Many researchers who employ latent variable modeling fit these models with Mplus. There might be multiple reasons for this practice. Mplus is specifically written for latent variable models. Moreover, models can be specified very easily, and the Bayes module in Mplus seems to be very efficient [18]. However, although Mplus monitors convergence by routinely checking the PSR, it does not monitor the ESS. Therefore, Zitzmann and Hecht [10] proposed a method that can be used to control the ESS in Mplus. This article validated the proposed method with the help of a computer simulation. The main findings can be summarized as follows. First and foremost, our results showed that the empirical ESS values were larger but not smaller than the prespecified minimum ESS values, indicating the validity of the method. It is interesting that the different methods for computing the ESS tended to yield different results—which deserves some attention. Only recently, Vehtari et al. [24] proposed another way of computing the ESS, which might be more trustworthy than the other methods. However, empirical support for this speculation is lacking so far. Moreover, the results showed that the statistical properties of the point and interval estimates were suboptimal when the ESS was too small, which demonstrated once more the importance of specifying software in such a way that the ESS will be large and, thus, that the precision with which the Bayesian estimates are approximated is sufficiently high [10]. Fewer than 400 samples are generally not recommended, and 1000 samples are optimal [10]. Note that, overall, the autocorrelation was relatively high (>0.8), indicating that the ESS was much smaller than the number of iterations. More informative priors will likely result in a lower autocorrelation and thus a larger ESS per second (ESS/s), reducing the time needed to achieve an ESS that is large enough [25].
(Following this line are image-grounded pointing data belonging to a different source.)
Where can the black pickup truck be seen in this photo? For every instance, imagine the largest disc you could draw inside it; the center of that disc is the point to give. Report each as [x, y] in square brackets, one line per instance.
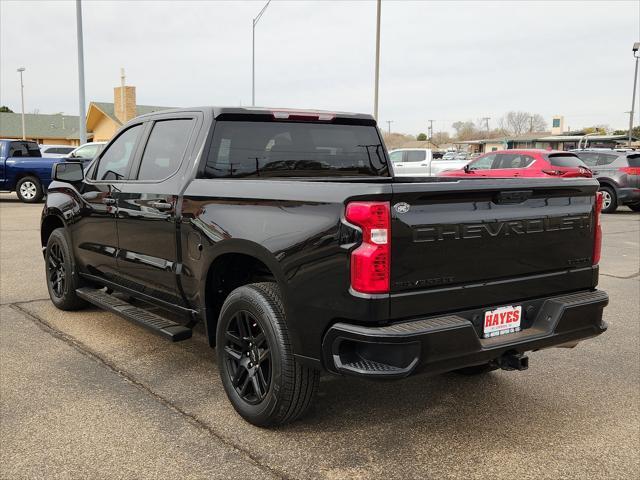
[287, 236]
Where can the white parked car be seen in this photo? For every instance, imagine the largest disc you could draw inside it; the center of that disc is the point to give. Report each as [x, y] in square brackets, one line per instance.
[56, 151]
[86, 152]
[449, 162]
[411, 162]
[419, 162]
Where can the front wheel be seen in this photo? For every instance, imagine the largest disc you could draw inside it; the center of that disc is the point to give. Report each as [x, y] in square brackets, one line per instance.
[29, 190]
[609, 200]
[264, 382]
[62, 279]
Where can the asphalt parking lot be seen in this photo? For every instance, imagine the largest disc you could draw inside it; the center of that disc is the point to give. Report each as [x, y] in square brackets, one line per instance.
[89, 395]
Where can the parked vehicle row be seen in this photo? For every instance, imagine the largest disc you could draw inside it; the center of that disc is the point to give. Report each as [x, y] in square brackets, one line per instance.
[524, 163]
[287, 236]
[25, 166]
[618, 172]
[411, 162]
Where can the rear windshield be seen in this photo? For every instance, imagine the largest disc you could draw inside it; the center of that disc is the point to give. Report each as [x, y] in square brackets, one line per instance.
[565, 161]
[24, 149]
[634, 160]
[290, 149]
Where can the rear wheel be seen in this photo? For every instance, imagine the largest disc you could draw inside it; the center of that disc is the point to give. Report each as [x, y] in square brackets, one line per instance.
[29, 190]
[62, 279]
[609, 199]
[263, 380]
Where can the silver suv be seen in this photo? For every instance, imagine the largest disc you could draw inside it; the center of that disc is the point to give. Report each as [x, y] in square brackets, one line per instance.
[619, 175]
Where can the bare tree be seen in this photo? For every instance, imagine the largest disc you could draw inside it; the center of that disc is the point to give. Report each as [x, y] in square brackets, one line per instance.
[518, 123]
[466, 130]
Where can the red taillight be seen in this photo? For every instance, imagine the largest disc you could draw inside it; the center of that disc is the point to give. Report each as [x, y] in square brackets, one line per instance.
[371, 261]
[597, 228]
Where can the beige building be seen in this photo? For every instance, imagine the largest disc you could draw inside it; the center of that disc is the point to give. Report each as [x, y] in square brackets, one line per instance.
[104, 119]
[57, 129]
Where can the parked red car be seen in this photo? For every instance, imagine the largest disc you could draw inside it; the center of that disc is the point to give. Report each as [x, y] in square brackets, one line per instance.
[523, 163]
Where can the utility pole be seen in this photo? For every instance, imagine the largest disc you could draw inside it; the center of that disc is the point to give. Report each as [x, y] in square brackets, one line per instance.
[375, 94]
[20, 70]
[82, 120]
[253, 54]
[486, 119]
[389, 122]
[636, 47]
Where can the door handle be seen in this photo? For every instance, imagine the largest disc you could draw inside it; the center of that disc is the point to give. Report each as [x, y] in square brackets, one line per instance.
[161, 205]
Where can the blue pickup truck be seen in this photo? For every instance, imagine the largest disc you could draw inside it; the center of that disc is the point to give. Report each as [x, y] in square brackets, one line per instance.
[24, 170]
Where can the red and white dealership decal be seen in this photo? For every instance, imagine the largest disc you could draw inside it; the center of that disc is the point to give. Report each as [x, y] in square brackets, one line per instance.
[502, 320]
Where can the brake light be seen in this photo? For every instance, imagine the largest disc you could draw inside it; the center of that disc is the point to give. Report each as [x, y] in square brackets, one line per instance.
[303, 116]
[597, 227]
[371, 261]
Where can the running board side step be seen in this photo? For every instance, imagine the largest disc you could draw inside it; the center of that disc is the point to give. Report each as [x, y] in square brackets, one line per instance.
[157, 324]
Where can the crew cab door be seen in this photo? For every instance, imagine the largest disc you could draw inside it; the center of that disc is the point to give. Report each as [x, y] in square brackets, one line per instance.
[94, 230]
[148, 255]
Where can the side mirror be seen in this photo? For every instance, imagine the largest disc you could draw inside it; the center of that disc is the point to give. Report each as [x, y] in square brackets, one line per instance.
[68, 172]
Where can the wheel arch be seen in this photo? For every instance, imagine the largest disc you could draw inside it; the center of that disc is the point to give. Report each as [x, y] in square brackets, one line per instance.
[50, 221]
[239, 263]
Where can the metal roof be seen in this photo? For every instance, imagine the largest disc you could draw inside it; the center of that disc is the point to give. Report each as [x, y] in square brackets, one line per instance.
[40, 126]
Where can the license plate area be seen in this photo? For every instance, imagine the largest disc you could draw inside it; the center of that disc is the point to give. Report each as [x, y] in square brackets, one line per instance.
[502, 321]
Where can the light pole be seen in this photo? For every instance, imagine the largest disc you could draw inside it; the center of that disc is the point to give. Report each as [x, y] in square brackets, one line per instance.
[253, 53]
[375, 94]
[636, 47]
[82, 120]
[24, 133]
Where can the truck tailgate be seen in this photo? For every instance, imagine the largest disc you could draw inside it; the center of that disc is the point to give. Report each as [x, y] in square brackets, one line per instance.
[485, 242]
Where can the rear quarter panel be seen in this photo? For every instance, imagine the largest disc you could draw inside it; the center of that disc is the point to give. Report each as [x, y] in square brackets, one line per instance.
[294, 228]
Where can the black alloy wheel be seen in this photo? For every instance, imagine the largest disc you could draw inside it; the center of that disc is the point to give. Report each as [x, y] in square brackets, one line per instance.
[248, 357]
[62, 278]
[56, 272]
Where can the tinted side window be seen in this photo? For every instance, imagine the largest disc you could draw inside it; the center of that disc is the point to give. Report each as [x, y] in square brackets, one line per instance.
[416, 156]
[396, 156]
[565, 161]
[483, 163]
[512, 161]
[634, 160]
[589, 158]
[606, 158]
[88, 151]
[165, 149]
[115, 163]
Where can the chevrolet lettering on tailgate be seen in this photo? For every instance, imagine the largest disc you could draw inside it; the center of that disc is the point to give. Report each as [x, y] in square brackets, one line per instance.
[465, 231]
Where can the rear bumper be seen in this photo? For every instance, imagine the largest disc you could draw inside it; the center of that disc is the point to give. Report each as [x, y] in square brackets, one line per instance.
[628, 195]
[440, 344]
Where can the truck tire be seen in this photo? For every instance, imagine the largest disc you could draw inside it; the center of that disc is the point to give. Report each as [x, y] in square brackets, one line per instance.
[264, 382]
[609, 199]
[62, 278]
[29, 190]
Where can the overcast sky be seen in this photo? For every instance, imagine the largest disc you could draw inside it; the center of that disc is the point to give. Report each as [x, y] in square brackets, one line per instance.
[446, 61]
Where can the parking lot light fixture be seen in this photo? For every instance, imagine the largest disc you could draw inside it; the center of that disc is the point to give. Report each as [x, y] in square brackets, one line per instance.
[253, 53]
[20, 70]
[636, 54]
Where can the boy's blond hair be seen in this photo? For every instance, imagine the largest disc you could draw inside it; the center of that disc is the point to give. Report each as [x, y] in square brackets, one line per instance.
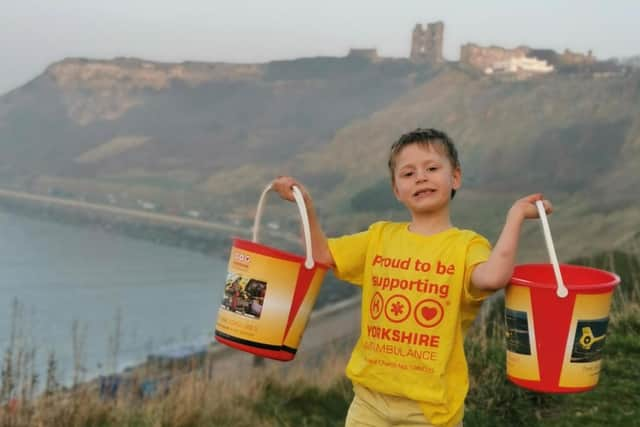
[430, 137]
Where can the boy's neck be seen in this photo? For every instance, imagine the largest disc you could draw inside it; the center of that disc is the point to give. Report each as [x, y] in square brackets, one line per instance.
[428, 225]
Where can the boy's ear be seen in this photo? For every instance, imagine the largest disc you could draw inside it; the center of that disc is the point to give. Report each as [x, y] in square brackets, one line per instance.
[457, 178]
[395, 190]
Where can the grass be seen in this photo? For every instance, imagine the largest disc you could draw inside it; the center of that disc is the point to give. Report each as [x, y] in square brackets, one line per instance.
[315, 393]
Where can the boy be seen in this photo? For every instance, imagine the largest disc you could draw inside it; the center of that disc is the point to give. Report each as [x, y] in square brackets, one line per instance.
[422, 284]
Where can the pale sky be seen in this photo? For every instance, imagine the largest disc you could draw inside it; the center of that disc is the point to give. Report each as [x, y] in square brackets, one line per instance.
[36, 33]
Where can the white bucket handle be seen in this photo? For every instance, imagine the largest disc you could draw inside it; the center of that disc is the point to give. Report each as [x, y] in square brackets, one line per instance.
[297, 195]
[561, 289]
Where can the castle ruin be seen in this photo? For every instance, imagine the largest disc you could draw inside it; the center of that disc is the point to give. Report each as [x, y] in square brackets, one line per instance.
[426, 44]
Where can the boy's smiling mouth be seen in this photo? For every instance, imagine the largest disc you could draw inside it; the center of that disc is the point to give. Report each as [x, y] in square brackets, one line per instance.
[424, 192]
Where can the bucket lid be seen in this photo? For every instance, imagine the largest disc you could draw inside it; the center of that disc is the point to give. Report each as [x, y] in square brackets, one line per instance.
[576, 277]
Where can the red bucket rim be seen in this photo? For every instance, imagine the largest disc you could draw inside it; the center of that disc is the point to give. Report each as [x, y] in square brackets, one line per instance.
[273, 252]
[612, 282]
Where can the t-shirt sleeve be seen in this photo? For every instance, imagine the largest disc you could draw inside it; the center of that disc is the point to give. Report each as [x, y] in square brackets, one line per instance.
[478, 251]
[349, 254]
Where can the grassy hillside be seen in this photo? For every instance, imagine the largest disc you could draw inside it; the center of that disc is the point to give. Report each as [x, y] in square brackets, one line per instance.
[315, 393]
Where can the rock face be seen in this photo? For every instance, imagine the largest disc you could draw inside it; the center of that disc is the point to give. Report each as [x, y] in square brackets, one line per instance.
[116, 85]
[426, 44]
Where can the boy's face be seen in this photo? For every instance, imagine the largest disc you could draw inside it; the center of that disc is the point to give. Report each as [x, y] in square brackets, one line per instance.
[424, 178]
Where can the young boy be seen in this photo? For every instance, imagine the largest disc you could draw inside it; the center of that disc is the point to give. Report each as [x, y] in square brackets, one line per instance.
[422, 284]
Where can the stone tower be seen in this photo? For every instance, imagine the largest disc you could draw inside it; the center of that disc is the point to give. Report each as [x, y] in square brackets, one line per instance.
[426, 44]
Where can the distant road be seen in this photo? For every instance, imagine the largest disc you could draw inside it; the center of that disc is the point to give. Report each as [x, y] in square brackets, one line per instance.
[131, 213]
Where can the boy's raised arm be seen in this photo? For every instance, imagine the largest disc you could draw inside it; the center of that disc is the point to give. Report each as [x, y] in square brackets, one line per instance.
[496, 272]
[321, 253]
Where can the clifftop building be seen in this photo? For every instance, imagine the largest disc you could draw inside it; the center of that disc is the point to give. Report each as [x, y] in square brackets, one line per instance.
[426, 44]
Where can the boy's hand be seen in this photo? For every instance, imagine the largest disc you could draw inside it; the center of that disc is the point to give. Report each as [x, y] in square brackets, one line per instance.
[283, 186]
[525, 208]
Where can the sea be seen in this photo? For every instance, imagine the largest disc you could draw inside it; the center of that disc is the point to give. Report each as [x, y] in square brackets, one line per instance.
[97, 302]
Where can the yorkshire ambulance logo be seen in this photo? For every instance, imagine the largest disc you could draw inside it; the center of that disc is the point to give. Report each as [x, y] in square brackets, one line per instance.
[428, 313]
[397, 309]
[241, 259]
[376, 306]
[589, 340]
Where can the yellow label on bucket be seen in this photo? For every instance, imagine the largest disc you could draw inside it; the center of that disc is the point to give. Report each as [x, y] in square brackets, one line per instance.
[583, 354]
[257, 297]
[522, 356]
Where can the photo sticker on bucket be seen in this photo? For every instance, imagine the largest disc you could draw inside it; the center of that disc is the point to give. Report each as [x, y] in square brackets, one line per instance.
[244, 296]
[589, 340]
[518, 339]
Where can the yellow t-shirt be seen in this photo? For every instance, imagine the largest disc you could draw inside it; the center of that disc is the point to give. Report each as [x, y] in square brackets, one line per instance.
[417, 303]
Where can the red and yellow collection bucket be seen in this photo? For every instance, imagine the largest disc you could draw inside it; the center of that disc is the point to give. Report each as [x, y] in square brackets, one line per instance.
[269, 293]
[554, 344]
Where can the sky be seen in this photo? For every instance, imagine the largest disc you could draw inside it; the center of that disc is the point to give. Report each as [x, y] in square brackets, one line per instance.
[37, 33]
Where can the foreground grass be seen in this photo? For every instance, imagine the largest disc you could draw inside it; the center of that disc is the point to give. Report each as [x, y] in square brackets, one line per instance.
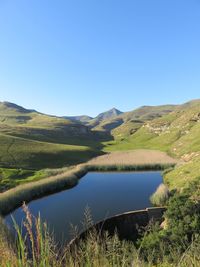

The stopping algorithm for checking the ESS can also be implemented in other software. For example, Hecht et al. ([26]; see also [27]) implemented a very similar algorithm for JAGS [12], which also uses MCMC but is freely available. The algorithm is automated, meaning that the algorithm automatically decides when to stop. This may be an improvement for many researchers. A detailed description of the algorithm can be found in Hecht et al.’s article. For the program code, see their Supplemental Material. However, it should be noted that the authors used the ESS from Shinystan [28], which differs from ours.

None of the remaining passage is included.